One option you might choose is a Donor Advised Fund, or “DAF” for short. A DAF is a charitable vehicle
that allows donors to create an account and receive an immediate tax deduction. The difference between
DAF and a typical donation is you can "grant" the money to specific charities over time, through a
recommendation. While the money is in your account and you're determining which charities to support,
the funds you've allocated can possibly increase based on how they're being invested. Another benefit
with DAF’s is that you can ultimately support many charities but you only have to manage one tax receipt
for the gift to the original DAF.
Another choice to consider is supporting a Community Foundation, which is a public 501(c)(3). Community
Foundations usually have a mission to help those in their local community. Community Foundations
distribute the funds given to them to their larger community, ds givenultimately making the final decision
on where the money is distributed. Community Foundations are able to assess the needs of their local
communities, and also are able to make funding decisions accordingly.
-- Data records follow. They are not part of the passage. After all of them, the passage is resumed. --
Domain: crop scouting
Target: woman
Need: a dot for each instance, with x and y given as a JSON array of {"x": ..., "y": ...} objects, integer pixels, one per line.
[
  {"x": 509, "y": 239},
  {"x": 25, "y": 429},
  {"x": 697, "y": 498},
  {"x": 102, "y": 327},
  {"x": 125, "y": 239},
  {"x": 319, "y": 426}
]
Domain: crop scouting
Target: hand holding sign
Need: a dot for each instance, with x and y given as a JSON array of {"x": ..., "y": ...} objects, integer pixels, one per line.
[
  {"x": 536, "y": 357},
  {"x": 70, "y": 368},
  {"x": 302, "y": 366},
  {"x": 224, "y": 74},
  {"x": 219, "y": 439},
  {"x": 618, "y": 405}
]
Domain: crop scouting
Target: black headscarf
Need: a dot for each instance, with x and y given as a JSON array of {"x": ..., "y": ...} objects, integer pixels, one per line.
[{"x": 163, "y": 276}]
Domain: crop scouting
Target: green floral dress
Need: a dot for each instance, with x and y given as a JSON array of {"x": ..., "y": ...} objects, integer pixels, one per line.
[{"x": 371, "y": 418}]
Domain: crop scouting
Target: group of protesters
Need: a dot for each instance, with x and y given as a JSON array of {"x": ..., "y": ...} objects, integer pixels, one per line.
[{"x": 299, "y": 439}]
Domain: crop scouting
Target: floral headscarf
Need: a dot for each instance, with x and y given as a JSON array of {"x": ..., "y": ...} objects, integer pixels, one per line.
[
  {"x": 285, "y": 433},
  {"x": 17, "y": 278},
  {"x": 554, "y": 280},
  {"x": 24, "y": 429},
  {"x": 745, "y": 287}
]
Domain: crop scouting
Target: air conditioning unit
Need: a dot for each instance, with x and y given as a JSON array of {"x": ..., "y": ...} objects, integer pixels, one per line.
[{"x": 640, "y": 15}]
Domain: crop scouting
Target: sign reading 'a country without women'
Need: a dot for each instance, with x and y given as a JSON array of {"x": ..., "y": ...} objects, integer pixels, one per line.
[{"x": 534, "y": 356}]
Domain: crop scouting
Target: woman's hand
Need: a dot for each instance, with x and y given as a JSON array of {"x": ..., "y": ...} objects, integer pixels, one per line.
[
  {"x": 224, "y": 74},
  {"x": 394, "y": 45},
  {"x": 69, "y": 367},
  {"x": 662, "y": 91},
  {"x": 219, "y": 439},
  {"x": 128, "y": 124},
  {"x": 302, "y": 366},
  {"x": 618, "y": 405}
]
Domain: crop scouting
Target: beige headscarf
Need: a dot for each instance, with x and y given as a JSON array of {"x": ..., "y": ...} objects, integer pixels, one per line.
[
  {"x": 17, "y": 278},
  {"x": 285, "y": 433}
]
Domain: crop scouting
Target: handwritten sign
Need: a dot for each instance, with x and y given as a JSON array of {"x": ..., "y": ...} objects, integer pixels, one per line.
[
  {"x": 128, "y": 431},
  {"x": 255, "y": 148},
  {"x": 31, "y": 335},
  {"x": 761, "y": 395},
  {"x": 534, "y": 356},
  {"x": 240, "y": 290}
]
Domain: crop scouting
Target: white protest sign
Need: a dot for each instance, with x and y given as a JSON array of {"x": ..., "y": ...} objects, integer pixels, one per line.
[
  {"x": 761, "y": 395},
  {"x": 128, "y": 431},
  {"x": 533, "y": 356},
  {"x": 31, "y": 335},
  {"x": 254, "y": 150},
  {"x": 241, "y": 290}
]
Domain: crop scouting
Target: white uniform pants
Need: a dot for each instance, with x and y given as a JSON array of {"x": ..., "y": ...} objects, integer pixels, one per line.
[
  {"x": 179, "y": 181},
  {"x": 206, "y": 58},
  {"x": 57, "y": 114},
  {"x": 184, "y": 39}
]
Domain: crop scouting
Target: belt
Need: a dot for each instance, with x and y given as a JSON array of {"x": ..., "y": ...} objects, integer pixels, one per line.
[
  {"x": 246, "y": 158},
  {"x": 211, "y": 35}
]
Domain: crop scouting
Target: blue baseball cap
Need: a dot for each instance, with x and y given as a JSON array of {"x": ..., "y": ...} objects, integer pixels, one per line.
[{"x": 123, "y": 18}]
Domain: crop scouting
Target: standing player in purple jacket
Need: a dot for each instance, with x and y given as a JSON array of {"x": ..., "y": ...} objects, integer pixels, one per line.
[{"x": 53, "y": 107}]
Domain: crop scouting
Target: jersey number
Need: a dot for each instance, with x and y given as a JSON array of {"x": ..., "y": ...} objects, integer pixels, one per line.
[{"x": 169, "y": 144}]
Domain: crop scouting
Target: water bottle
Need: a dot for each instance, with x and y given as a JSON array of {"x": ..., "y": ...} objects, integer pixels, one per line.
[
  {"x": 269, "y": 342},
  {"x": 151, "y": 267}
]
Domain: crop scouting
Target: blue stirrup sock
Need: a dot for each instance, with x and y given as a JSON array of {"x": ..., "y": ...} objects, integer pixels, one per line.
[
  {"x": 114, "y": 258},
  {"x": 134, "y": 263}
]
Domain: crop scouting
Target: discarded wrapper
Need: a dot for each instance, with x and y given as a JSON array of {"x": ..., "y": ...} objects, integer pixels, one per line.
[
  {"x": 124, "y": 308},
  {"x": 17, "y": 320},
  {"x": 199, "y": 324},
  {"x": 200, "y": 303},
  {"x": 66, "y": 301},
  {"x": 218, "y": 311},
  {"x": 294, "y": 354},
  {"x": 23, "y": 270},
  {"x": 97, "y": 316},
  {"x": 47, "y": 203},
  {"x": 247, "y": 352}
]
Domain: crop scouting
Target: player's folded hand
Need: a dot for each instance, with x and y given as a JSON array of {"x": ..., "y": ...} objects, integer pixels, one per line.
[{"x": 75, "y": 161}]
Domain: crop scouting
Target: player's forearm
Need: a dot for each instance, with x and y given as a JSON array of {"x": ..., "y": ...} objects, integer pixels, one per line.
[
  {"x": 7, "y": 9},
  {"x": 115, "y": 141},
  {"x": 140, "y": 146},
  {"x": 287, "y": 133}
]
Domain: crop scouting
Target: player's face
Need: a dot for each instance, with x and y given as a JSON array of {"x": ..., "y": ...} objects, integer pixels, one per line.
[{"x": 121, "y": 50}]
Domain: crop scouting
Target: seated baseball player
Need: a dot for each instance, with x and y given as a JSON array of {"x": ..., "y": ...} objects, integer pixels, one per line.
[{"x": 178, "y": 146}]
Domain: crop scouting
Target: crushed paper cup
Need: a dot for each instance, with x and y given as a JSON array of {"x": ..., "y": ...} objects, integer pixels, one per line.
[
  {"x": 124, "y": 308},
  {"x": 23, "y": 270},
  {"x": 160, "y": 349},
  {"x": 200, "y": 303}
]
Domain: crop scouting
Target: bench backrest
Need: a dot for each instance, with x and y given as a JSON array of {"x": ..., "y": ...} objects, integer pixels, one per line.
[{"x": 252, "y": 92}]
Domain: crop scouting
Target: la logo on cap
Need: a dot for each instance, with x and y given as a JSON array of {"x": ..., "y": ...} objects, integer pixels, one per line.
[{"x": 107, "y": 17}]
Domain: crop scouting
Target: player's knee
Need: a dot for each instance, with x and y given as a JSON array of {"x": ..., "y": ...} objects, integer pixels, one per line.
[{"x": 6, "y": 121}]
A third option to consider is donating stocks. When a donor has stock that has appreciated in value,
they can donate to avoid the capital gains taxes that they would have incurred otherwise.
And there are also groups called Giving Circles. Just like many people get together for all sorts of reasons
(book clubs, fantasy sports, etc.) Giving Circles are a group of people who pool their funds together to
make charitable donations. Giving Circles are sometimes made up of small informal groups or larger
groups with formal structures and rules in place. Formal ones can even become a 501(C)(3) themselves
if they so choose. After the giving decision is made by the group, each individual donates will get their
own receipt and can take their deduction as they normally would when donating. Giving Circles allow
individuals to become more involved with their philanthropic activities. Pooling know-how and resources
often will lead to larger impact.

If you're wondering how the latest tax proposals might affect your giving decisions, take a look at Charity
Navigator's last blog post.

Written by Matt Viola, Vice President of Program Analyst Operations at Charity Navigator.

1 comment:

older person said...

Why is there no mention of direct donations from the Required Minimum Distribution from IRA accounts for people 70.5 years old? Since these older people, with IRAs, are required to withdraw a certain percentage from their IRAs annually, donations given directly from this RMD will not be considered taxed as income. It amazes me how few older people are aware of this and how few websites of charitable organizations mention it!